И мы, конечно, замечаем в самих себе, что только разум способен к науке, но ему могут содействовать или препятствовать три другие способности, а именно воображение, чувство и память. Следовательно, нужно рассмотреть по порядку, для того чтобы остеречься, в чем каждая из этих способностей может мешать или, чтобы воспользоваться всеми их возможностями, в чем может быть полезной. И таким образом, эта первая часть будет исследована посредством достаточной энумерации, как будет показано в следующем правиле.
Затем нужно перейти к самим вещам, которые должны рассматриваться лишь постольку, поскольку они затрагиваются разумом; в этом смысле мы разделяем их на природы наиболее простые и сложные, или составные.
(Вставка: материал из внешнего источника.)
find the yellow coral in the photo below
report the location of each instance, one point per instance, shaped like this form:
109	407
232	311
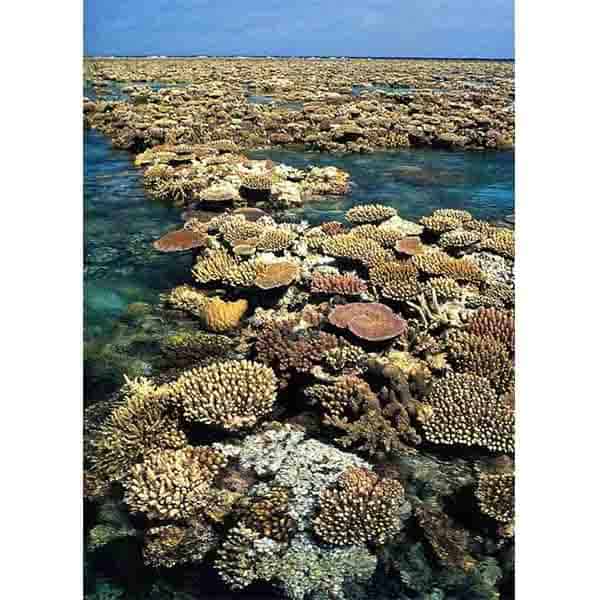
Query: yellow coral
220	316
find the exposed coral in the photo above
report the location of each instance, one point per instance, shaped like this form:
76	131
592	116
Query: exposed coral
483	356
464	409
221	316
186	347
368	321
396	280
497	324
138	425
495	494
185	297
361	507
213	266
343	284
275	239
180	240
449	543
170	545
172	484
370	213
231	395
276	274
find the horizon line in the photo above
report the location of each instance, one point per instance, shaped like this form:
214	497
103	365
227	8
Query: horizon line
302	56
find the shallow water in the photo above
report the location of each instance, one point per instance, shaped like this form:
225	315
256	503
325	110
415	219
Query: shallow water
120	265
415	182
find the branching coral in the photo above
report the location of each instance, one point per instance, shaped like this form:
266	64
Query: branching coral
387	237
458	238
444	220
213	266
370	321
172	484
268	514
483	356
351	247
231	395
370	213
185	297
343	284
440	263
449	543
220	316
190	346
134	428
497	324
275	239
236	562
276	274
495	494
396	280
170	545
361	507
289	351
464	409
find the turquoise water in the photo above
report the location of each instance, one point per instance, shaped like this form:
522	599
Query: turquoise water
415	182
121	267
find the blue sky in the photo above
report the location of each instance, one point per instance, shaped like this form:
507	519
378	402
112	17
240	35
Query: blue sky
428	28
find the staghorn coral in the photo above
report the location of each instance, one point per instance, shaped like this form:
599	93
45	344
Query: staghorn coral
275	239
242	274
268	514
370	213
170	545
187	298
445	220
495	494
482	356
290	351
445	288
346	393
449	543
501	241
361	507
135	427
462	408
344	284
396	280
236	562
186	347
213	266
220	316
231	395
351	247
236	230
497	324
370	321
385	236
346	358
306	570
458	238
172	484
440	263
276	274
409	246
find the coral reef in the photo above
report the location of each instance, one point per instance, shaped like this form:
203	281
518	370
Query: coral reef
361	508
172	484
231	395
464	409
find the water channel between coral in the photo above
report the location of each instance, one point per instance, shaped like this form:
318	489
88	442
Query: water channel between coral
121	267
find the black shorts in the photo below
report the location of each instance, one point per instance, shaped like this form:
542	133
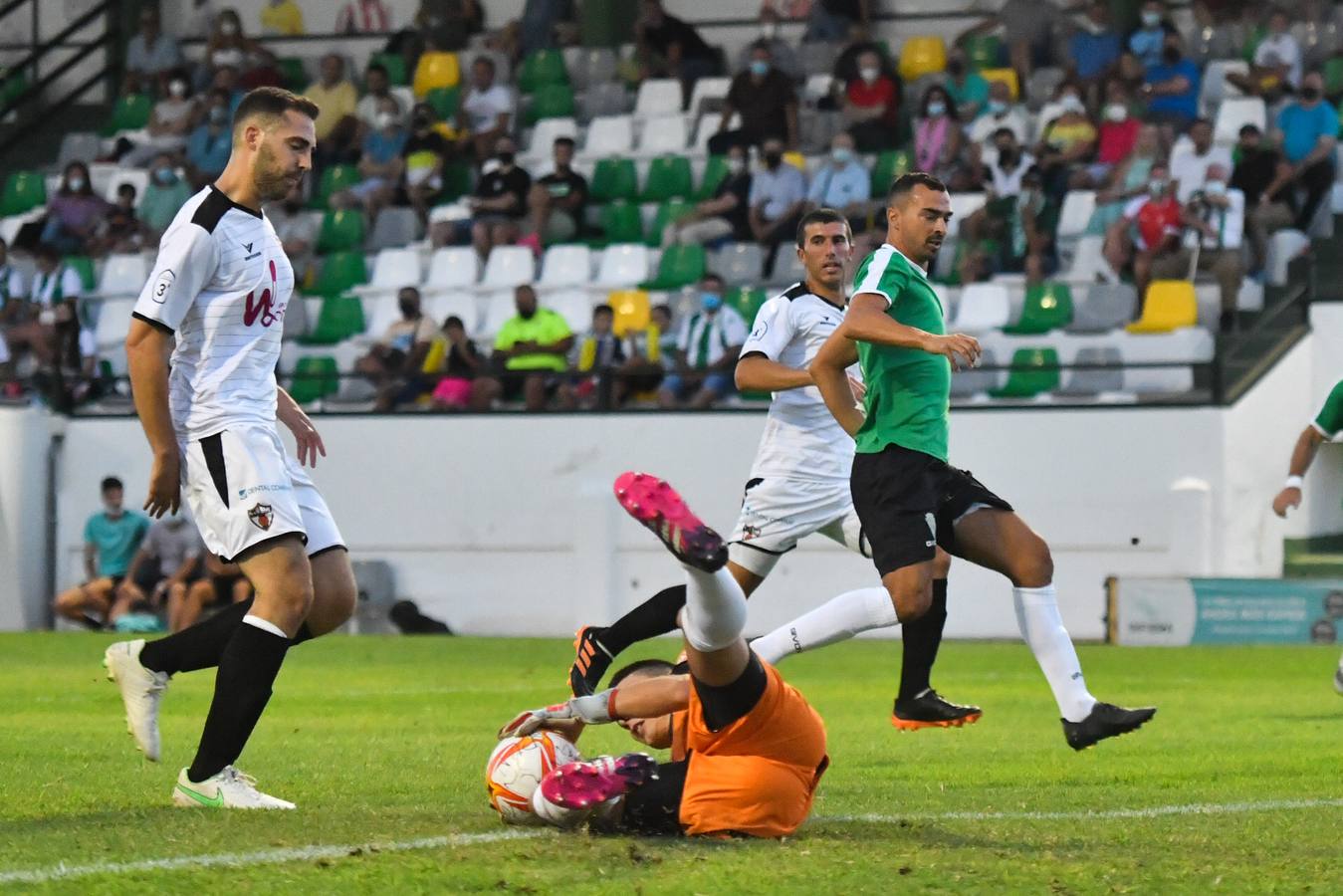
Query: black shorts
896	492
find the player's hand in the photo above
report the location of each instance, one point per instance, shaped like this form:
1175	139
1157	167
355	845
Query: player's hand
164	487
1287	500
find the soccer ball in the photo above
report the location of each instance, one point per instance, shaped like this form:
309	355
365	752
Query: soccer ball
516	768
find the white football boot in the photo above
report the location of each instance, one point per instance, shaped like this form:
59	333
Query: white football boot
141	689
230	788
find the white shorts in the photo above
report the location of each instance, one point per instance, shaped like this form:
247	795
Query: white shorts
777	514
243	489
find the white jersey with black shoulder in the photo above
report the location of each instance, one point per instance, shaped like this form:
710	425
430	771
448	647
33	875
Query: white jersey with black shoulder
220	285
800	439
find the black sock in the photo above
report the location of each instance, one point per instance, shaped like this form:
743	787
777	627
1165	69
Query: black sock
651	618
242	688
922	639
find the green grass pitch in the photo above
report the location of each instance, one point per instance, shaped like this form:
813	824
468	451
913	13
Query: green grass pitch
1235	786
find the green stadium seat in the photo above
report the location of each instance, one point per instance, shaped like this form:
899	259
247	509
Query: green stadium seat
669	177
338	319
620	223
342	229
680	266
1047	307
1033	372
339	272
713	173
614	179
395	65
23	189
540	69
551	101
315	377
668	212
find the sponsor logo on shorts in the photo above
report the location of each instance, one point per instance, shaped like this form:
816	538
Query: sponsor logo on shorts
261	516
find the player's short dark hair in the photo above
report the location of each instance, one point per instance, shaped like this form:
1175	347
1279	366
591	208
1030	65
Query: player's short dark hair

Простые могут быть только духовными, или телесными, или относящимися и к тому и к другому роду; наконец, из составных одни разум сознает пребывающими именно таковыми до того, как он вынесет о них определенное суждение, другие же составляет он сам. Все это будет подробнее изложено в двенадцатом правиле, где будет доказано, что ложь не может иметь места нигде, кроме как в этих последних, которые составляются разумом; потому мы разделяем их еще на те, которые выводятся из простейших и самоочевидных природ и о которых мы будем рассуждать во всей следующей книге, и те, которые предполагают также другие (являющиеся, как мы убеждаемся на опыте, составными в действительности) и для описания которых мы предназначаем целиком третью книгу.
И во всем трактате мы, конечно, будем пытаться все пути, которые открыты людям к познанию истины, проследить столь тщательно и представить столь легкими, что всякий, кто в совершенстве изучит весь этот метод, каким бы посредственным умом он ни обладал, увидит тем не менее, что нет никаких путей, закрытых для него в большей степени, чем для других людей, и что он не останется больше в неведении о чем-либо по недостатку ума или умения. Но всякий раз, как он направит ум на познание какой-либо вещи, он или полностью обретет это познание, или доподлинно узнает, что оно зависит от какого-нибудь опыта, который не в его власти, и потому не станет обвинять свой ум, хотя и будет вынужден на этом остановиться, или, наконец, докажет, что искомая вещь превышает все способности человеческого ума, и, таким образом, он не будет вследствие этого считать себя более несведущим, так как знание этого является знанием в не меньшей степени, чем знание чего бы то ни было другого.